According to different evaluations which have been carried out in Europe, the cost of alcoholism represents 2 to 6 percent of Gross National Product, depending on the country.
It was estimated in 2001 that substance abuse costs the US society more than $410 billion per year. Notably, roughly half of all serious crimes are committed by people under the influence.

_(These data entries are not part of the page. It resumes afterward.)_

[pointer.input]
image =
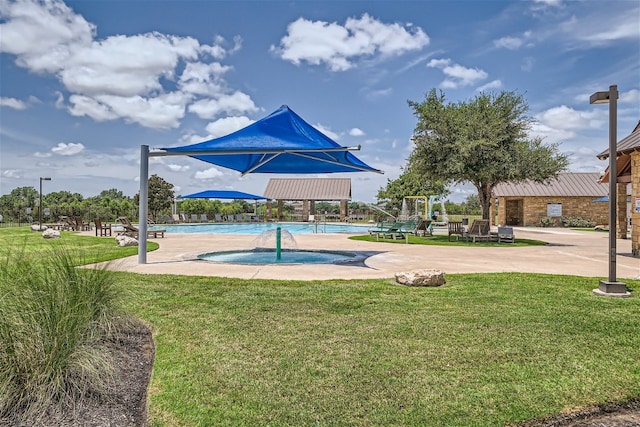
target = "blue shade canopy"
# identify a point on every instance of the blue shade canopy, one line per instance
(222, 194)
(280, 143)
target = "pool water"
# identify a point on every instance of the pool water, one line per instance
(259, 228)
(287, 256)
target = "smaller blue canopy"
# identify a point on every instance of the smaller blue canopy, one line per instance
(282, 142)
(222, 194)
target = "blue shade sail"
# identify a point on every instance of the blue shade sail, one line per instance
(282, 142)
(223, 194)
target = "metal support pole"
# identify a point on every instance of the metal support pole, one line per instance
(613, 180)
(144, 203)
(40, 208)
(611, 287)
(40, 203)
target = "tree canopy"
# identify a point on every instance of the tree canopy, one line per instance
(484, 141)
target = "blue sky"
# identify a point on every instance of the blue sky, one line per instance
(84, 83)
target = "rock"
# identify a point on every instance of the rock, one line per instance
(126, 241)
(51, 234)
(426, 277)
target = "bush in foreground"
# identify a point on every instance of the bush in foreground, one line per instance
(56, 321)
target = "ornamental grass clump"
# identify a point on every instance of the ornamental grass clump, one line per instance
(57, 323)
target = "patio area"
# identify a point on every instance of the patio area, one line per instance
(568, 252)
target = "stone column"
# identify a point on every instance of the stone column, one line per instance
(635, 196)
(621, 211)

In Great Britain (1996) there was approximately 33 000 alcohol related deaths a year. Alcohol is involved in 15% of traffic deaths, 26% of drownings and 39% of deaths in fires. About 65% of suicide attempts are linked to heavy drinking. Alcohol is a factor in 40% of domestic violence incidents, and in a third of child abuse cases. Heavy drinking is a common factor in family break-up - marriages where one or both partners have a drink problem are twice as likely to end in divorce as marriages where alcohol problems are absent. Offender or victim have been drinking in 65% of murders and 75% of stabbings. Up to 14 million working days are lost each year due to alcohol-related problems. Alcohol-related problems costs British industry an estimated £2 billion a year due to absenteeism and poor work performance. (This figure does not include the 25% of workplace accidents which are alcohol-related). The National Health Service responses to alcohol-related health problems cost an estimated £150 million a year. Drink-related traffic crime costs £50 million a year.
2. Having a blood alcohol concentration of 0.08 g/dL (4 to 5 drinks) increases one's risk of injuries 20 times.
3. We have treatment options that work and they are severely under-utilized. In the USA, only 18 percent of the federal anti-drug budget goes to treatment, 12 percent goes to prevention. The rest goes to supply-side approaches.